Advanced eye-tracking techniques carry the potential to facilitate research on prodromal psychosis and ASD (18). Metrics such as fixation entropy and pupil dilation may provide additional information relevant to group-level differentiation, supporting more nuanced investigation of overlapping features (1). Fixation entropy measures the variability and randomness in eye movement patterns, which can signal cognitive disorganization, a hallmark of the prodromal phase of psychosis. Higher entropy may indicate difficulties in organizing and processing information, often seen in early psychosis (19). Similarly, pupil dilation may reflect insights into cognitive and emotional states; increased dilation often reflects heightened mental workload or stress, which are associated with the onset of psychotic symptoms. Monitoring these metrics can help differentiate between typical variations in eye movements due to ASD and those suggesting the onset of psychosis (8, 20). By capturing real-time data on visual and cognitive processing, researchers can track changes in gaze patterns over time, providing a dynamic assessment of symptom progression (20). This continuous monitoring can be particularly valuable for researchers investigating comorbidities with ASD, where conventional diagnostic criteria might be less effective due to overlapping symptoms and atypical presentations.

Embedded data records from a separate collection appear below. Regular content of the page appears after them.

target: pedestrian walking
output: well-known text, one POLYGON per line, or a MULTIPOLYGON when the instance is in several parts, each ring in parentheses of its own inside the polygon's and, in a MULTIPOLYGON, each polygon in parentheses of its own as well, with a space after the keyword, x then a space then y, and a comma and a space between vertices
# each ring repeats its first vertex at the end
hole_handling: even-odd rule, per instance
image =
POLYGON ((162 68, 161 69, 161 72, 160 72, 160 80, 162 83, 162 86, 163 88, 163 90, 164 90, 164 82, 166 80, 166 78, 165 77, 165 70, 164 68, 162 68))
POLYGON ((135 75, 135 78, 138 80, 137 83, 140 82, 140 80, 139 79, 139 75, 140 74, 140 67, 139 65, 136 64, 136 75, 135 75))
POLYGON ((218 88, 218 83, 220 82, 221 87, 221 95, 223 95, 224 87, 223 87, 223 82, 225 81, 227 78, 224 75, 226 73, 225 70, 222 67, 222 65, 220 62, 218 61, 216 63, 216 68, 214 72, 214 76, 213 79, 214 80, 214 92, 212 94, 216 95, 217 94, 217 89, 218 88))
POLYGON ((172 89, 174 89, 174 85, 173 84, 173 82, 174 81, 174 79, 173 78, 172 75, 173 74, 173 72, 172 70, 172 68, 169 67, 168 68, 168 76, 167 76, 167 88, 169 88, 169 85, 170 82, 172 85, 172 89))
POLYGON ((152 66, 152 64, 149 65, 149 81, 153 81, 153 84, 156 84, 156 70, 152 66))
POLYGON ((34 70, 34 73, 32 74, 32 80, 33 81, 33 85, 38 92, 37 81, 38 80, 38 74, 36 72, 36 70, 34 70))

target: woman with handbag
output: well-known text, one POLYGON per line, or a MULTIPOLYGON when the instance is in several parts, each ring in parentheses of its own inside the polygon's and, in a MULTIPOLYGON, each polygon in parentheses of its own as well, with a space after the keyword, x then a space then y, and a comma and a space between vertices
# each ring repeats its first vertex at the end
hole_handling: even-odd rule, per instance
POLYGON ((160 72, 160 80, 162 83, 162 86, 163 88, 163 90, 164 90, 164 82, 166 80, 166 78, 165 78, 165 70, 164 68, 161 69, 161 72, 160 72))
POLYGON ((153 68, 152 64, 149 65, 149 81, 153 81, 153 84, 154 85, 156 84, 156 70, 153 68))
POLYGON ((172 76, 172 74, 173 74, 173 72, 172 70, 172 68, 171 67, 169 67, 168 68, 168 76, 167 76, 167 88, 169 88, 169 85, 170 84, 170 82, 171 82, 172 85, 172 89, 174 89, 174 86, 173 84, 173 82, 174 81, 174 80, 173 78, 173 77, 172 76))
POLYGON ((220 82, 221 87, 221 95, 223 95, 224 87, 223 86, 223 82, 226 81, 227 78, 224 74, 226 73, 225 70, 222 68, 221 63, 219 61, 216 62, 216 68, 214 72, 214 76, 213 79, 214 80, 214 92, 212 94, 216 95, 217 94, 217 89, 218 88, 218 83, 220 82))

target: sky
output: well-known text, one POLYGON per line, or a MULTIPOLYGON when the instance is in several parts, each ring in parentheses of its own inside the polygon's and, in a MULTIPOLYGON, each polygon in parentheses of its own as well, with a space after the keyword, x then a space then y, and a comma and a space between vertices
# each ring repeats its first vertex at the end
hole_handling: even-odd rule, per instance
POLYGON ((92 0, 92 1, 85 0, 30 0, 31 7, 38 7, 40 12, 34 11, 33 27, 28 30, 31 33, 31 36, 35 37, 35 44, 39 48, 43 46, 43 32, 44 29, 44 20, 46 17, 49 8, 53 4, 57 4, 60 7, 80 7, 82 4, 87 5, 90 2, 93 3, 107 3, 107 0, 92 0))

Diagnostic approaches for autism spectrum disorder and prodromal psychosis
Diagnosis of autism spectrum disorder
Diagnosis of autism spectrum disorder (ASD) is ultimately clinical and based on established diagnostic criteria, including DSM-5-TR and ICD-11 frameworks (21–23). Structured instruments such as the Autism Diagnostic Observation Schedule, Second Edition (ADOS-2), and the Autism Diagnostic Interview–Revised (ADI-R) serve as standardized assessment tools that support, but do not replace, clinical judgment (24, 25). These instruments assess core domains of social communication and restricted or repetitive behaviors that define ASD (21). Although widely used across diverse populations, diagnosis remains behaviorally based, as no reliable biological markers currently exist to objectively confirm ASD (21–23, 26).
Diagnosis of prodromal psychosis
Clinical high-risk (CHR) or prodromal psychosis states are identified using structured instruments such as the Structured Interview for Prodromal Symptoms (SIPS) and the Comprehensive Assessment of At-Risk Mental States (27, 28). Early symptoms, including attenuated psychotic experiences, social withdrawal, and cognitive changes, are often subtle and nonspecific, complicating differentiation from typical developmental variation or other psychiatric conditions (29). As with ASD, diagnosis relies primarily on behavioral evaluation and clinical interpretation in the absence of validated biological markers (30–32).
Key differences and diagnostic challenges
ASD is conceptualized as a neurodevelopmental condition with early onset, whereas CHR represents a risk state characterized by emerging attenuated psychotic symptoms and heterogeneous trajectories. Despite differences in developmental timing and symptom course, both frameworks depend heavily on behavioral assessment and are challenged by overlapping features such as social withdrawal, attentional variability, and cognitive differences. Additional factors, including variability in symptom presentation (33) and sociocultural influences on symptom reporting and interpretation (34), may further complicate timely identification. Together, these shared limitations highlight the need for complementary objective approaches to improve diagnostic clarity in adolescents.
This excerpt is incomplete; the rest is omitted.